After a limited theatrical run, Only God Forgives hits the shelves this week. Nicolas Winding Refn's followup to his smash hit, Drive, garnered mixed reviews from critics and audiences alike -- who found it to be not what they expected. But you can't fault him for trying something different. He's an artist, after all. After his breakout film, Pusher, Winding Refn was faced with meeting similar expectations -- and, in 1999, he responded with his sophomore feature, Bleeder.

Bleeder hit screens the same year as Christoper Nolan's first film, Following. In addition to being good films in their own right, both are also interesting studies in their respective director's still-forming styles. While Winding Refn is best known to today's audiences for his deliberate pacing, scenes drenched in neon and operatic acts of shocking violence, Bleeder bears almost no resemblance to his current oeuvre. Granted, it does still possess a violent streak and has a bittersweet ending -- but it's also a little rough around the edges, brasher, more conversation-driven and darkly humorous.
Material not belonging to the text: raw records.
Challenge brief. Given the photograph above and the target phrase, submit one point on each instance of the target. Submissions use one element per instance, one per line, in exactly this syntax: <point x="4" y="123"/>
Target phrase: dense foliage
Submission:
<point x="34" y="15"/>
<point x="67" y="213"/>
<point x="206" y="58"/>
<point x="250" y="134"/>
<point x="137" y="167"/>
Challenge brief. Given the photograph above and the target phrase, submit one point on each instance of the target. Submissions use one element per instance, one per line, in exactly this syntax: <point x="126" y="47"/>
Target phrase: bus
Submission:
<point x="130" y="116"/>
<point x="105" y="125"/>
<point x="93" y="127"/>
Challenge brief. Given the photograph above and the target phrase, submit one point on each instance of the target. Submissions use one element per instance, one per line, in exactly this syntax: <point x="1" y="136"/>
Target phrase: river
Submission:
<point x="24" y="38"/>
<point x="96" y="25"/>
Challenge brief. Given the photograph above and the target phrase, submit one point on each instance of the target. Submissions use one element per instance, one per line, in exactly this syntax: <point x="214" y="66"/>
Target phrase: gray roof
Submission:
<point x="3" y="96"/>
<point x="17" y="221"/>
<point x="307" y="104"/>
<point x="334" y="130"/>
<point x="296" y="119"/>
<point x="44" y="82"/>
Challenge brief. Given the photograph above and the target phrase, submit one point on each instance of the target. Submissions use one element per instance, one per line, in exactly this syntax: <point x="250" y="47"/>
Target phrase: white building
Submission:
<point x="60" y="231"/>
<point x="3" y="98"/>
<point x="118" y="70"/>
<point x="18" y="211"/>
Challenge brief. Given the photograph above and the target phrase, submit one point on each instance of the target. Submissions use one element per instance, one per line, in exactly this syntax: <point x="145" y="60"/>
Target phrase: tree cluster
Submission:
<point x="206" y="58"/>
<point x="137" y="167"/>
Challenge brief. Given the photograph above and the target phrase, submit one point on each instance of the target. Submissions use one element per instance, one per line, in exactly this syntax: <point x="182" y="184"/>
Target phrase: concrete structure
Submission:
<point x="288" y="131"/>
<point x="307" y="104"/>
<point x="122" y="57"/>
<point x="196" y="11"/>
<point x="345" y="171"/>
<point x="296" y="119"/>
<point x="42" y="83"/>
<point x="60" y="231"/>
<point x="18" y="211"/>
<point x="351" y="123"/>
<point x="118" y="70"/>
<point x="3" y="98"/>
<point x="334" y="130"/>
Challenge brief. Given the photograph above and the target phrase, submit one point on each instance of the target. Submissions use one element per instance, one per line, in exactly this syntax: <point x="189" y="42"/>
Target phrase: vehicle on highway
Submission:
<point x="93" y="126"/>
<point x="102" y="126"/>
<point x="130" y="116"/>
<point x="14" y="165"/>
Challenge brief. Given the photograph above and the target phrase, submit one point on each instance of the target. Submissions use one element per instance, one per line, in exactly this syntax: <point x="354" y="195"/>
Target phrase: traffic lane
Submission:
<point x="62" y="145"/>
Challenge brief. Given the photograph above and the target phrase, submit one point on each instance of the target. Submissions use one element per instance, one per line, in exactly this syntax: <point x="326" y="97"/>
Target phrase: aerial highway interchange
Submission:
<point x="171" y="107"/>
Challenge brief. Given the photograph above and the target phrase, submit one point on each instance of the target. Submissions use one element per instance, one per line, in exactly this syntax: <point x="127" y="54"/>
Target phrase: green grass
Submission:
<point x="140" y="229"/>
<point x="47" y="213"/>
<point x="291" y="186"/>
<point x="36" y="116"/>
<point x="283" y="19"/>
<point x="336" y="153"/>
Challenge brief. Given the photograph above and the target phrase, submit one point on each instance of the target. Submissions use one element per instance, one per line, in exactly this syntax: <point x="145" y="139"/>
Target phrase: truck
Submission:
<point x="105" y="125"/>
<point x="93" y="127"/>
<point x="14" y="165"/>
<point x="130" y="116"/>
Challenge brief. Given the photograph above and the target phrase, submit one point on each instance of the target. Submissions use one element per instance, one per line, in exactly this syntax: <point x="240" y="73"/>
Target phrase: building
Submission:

If that wasn't enough of a departure, Bleeder is essentially an ensemble piece. Whereas Winding Refn's recent films typically focus on a mysterious, loner anti-hero riling against a greater evil (perceived or otherwise), Bleeder's core group dynamic is what gives it its character. The main storyline follows Leo (Kim Bodnia) -- a man struggling with the notion that he will soon be a father -- boyfriend of Louise (Rikke Louise Andersson). Louise's brother, Louis (Levino Jensen), is also a friend of Leo; as are Lenny (Mads Mikkelsen) and Kitjo (Zlatko Buric), who both work at the local video store. Lenny also pines after Lea (Liv Corfixen), who works in a nearby café.

In a way, Lenny mirrors Leo. Both are unwilling to move forward with their lives and accept reality -- for Leo, it's the reality of being a father; for Lenny, it's the reality of life (and relationships) beyond his safe haven in the video store. The difference that ultimately decides their respective fates is how they deal with their fear of progress -- Leo is ultimately unravelled by his inability to cope and his decisions to turn to violence as a response; while Lenny, on the other hand, is able to take control of his fate through his willingness to change.

For those looking for a different kind of Nicolas Winding Refn film, Bleeder is a good place to start. It's raw, funny, sad and violent -- and also very different from his current work. And in that sense, it's also far more accessible than anything else he's made recently. [B]

* Reviewer's Note: Bleeder will be screening on October 24th at the TIFF Bell Lightbox in Toronto as part of the Nicolas Winding Refn retrospective, With Blood on His Hands: The Films of Nicolas Winding Refn. The director himself will not be in attendance, but there will be a special pre-recorded video introduction by him, shown prior to the film.